(Against the state of war, a total action art)
September 13, 2018–January 14, 2019
2 Sur 708
Centro Histórico
72000 Puebla Pue.
México
Hours: Wednesday–Monday 10am–6pm,
Saturday 10am–9pm
T +52 222 229 3850
difusion@museoamparo.com
Curated by Francisco Reyes Palma
Museo Amparo presents the exhibition Marcos Kurtycz. Contra el estado de guerra, un arte de acción total, an intensive research project that explores the production and the different artistic processes of the Polish-born artist during his years in Mexico.
50 years ago Marcos Kurtycz (Poland, 1934–Mexico, 1996) arrived in Mexico City, where he changed his engineering career for an artistic practice based on conceptualism, from which he became one of the fundamental precursors of action art and of the incorporation of the body as an artistic tool, with the quality of significant emplacement. In the Mexican environment of the moment, it was unusual to take those stances, which led Kurtycz to develop not only his own path within art as an idea but to provide it with an active meaning that would affect the totality of his experimental pursuits.

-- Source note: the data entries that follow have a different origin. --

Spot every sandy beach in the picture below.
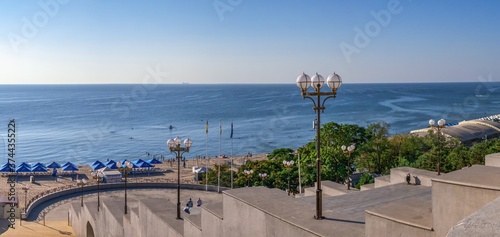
[0,154,267,213]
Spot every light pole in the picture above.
[259,173,267,186]
[296,73,342,220]
[243,170,253,187]
[21,184,30,213]
[167,137,192,220]
[116,160,134,215]
[283,160,295,196]
[341,144,356,190]
[90,171,103,211]
[76,179,87,207]
[429,119,446,175]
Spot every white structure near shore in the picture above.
[69,154,500,237]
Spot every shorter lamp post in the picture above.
[76,179,87,207]
[340,145,356,190]
[243,170,253,187]
[90,171,103,211]
[116,160,134,215]
[21,184,30,213]
[19,184,30,223]
[283,160,295,196]
[167,137,192,220]
[429,119,446,175]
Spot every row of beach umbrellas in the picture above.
[90,158,161,170]
[0,161,78,173]
[0,158,161,173]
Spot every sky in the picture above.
[0,0,500,84]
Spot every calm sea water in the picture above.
[0,82,500,164]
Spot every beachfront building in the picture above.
[410,117,500,144]
[69,154,500,237]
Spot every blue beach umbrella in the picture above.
[92,160,104,166]
[19,162,31,168]
[16,166,31,172]
[106,162,118,170]
[62,161,78,170]
[32,162,47,169]
[47,161,61,169]
[133,161,153,168]
[0,164,14,172]
[31,165,47,172]
[92,162,106,170]
[62,165,78,171]
[106,160,116,166]
[147,158,161,165]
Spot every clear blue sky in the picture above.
[0,0,500,84]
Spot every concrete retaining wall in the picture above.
[391,167,437,187]
[365,213,434,237]
[201,206,225,237]
[222,195,318,237]
[375,175,391,188]
[432,181,500,237]
[139,202,182,237]
[184,218,202,237]
[485,153,500,167]
[26,182,228,217]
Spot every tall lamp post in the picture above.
[116,160,134,215]
[340,145,356,190]
[296,73,342,220]
[90,171,103,211]
[243,170,253,187]
[429,119,446,175]
[283,160,295,196]
[167,137,193,220]
[76,179,87,207]
[259,173,267,186]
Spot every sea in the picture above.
[0,81,500,165]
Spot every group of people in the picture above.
[184,198,203,214]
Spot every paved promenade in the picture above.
[0,189,222,237]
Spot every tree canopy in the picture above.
[202,122,500,191]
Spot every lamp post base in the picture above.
[314,189,325,220]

The first contact of the artist with Mexico remained preserved in his journals and projects: a caustic vision of the brutality of October 2, 1968, and the stark portrait of touristic exoticism, in the face of the popular celebration of the Day of the Dead. In the same notebooks Marcos Kurtycz soon showed his affinity with action art, that extended in a precursory manner to a good part of the artistic trends and movements of the second half of the twentieth century, an aesthetic of dematerialization of the object, not only due to the prevalence given to the idea over the final product—the process rather than the outcome—but due to the ephemeral character of the action and the wide presence of crumbly, unstable materials outside the usual repertoire in traditional artistic production, even in the most avant-garde tradition.
This comprehensive dialogue would transform him into an exceptional figure, one of the most complex and versatile in the Mexican scene, parallel to the movement of the groups of the seventies and oblique to the eighties post avant-garde, concealed under the term neo-Mexicanism. By then, Kurtycz had developed a war strategy against the institutionalization and commodification of art, based on the act of “bombing” as a modality of postal art, as well as an intense activity of publishing rituals with its consequence of artists’ books. Although Kurtycz had already become a central figure in Mexican performance with great international visibility; in the nineties, when a new generation of artists affiliated with neo-conceptualisms began to gain momentum, the artist faced illness and reformulated his pertinacious activity as an actionist with a new war cycle fought by his snake alter ego, a being able to change its skin and take life by assault.
This exhibition will remain open to the public until Monday, January 14, 2019.
Museo Amparo
Museo Amparo is a private institution founded in memory of Amparo Rugarcía de Espinosa Yglesias in 1991 by Manuel Espinosa Yglesias and his daughter Ángeles Espinosa Yglesias Rugarcía through Fundación Amparo with the commitment to preserve, research, display, and disclose pre-Columbian, colonial, modern, and contemporary Mexican art. Currently, Museo Amparo displays its pre-Columbian art collection, considered one of the most important in Mexico in a private institution. In addition to the collection of works of colonial, 19th and 20th century art, it has an ongoing program of Mexican and international temporary exhibitions as well as an intensive program of academic, artistic, educational, and ludic activities for all age groups.